Entrenching corruption

Matt Taibbi writes:
In a pure capitalist system, an institution as moronic and corrupt as Bank of America would be swiftly punished by the market - the executives would get to loot their own firms once, then they'd be looking for jobs again. But with the limitless government support of Too Big to Fail, these failing financial giants get to stay undead forever, continually looting the taxpayer, their depositors, their shareholders and anyone else they can get their hands on. Too crooked to fail, Matt Taibbi, 'Rolling Stone', 29 March
Yes, a pure capitalist system would be an improvement on the current model, in that it would respond to people's wishes, rather than the interests of monopolies or government. What we have in the west, more and more, is government that is reponsive not so much to the citizens whom it's supposed to represent, but to powerful institutions. These include large corporations, trade unions, or government agencies, including the military. They all have one over-riding goal: self-perpetuation, regardless of the interests of society or the environment. Unfortunately, there is little in the way of self-correction, especially when government gets involved. Indeed, the dynamic works in the other direction: corrupt favouritism entrenches itself along the lines that Mr Taibbi describes. Interests groups whose influence is out of all proportion to their contribution to society benefit from direct subsidy or regulatory manipulation to such an extent that they become wealthy enough to resist any change.

If this sounds far-fetched take a look not only at the Bank of America, but also at farmers and agribusiness in virtually every rich country. The insanity of agricultural support policies has been widely understood and quantified for several decades now. Its persistence is a savage indictment of our so-called capitalist model.

06 March 2012

Social Impact Bonds and Social Policy Bonds

Social Impact Bonds, about which I have blogged before, are a small step in the right direction. (I have had no input into their creation, though I have spoken to their lead developer.) Their best feature is that they target outcomes, rather than activities, inputs, or outputs. To my mind they suffer from the deficiency that they are not envisaged as being tradeable.
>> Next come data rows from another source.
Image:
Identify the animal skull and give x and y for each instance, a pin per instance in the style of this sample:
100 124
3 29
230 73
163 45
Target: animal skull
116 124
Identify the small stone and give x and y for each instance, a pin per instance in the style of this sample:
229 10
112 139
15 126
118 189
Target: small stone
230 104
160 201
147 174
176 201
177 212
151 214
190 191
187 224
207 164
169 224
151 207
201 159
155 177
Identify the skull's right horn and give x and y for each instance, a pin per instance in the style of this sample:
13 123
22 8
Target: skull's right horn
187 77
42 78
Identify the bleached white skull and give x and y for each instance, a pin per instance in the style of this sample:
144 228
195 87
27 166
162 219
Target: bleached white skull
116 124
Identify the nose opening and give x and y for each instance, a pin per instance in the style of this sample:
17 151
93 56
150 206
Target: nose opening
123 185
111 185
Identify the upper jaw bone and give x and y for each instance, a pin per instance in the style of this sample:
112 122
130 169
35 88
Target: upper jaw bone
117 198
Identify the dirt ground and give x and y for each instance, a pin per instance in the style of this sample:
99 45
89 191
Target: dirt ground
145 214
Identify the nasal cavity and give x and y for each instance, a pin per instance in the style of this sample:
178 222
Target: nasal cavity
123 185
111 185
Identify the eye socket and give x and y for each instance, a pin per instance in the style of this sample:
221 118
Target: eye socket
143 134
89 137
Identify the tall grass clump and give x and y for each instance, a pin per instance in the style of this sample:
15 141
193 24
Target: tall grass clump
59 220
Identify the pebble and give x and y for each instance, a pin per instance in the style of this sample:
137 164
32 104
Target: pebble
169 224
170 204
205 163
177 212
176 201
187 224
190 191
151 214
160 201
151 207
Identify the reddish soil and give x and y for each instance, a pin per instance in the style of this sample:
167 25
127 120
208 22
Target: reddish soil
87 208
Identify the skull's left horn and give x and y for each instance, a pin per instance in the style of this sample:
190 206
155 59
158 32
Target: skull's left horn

This means they have to focus on narrow and short-term goals, for which the purchasers of the bonds can expect to hold them until redemption. This in turn means that the arrangements for each issue are more along the lines of contracts whose reporting requirements (monitoring progress toward the goal etc) seem quite burdensome in relation to the intended outcome.

Social Policy Bonds, being tradeable, can target broad, long-term goals, such as peace in the Middle East, or the avoidance of any sort of catastrophe, man-made or not. This is a huge advantage. Targeting outcomes, which both SIBs and Social Policy Bonds do, works better than the current, command-and-control system when we do not know in advance how best to achieve our social and environmental goals. If we target broad, long-term goals there is both: (1) less chance that targeted goals will achieved at the expense of goals that are not specifically targeted, and (2) more scope for investors to explore different ways of achieving these goals and follow and refine the best approaches. As well, reporting requirements will be a lesser proportion of the sums at stake.

Social Impact Bonds, though, are already being issued, while Social Policy Bonds, despite being in the public arena since 1989, have not. As well, I will readily concede that "Social Impact Bonds" is the better name. I was originally going to give my bonds the name "Social Objective Bonds" until one of my colleagues, more worldly than me, pointed out the meaning and widespread usage of the acronym.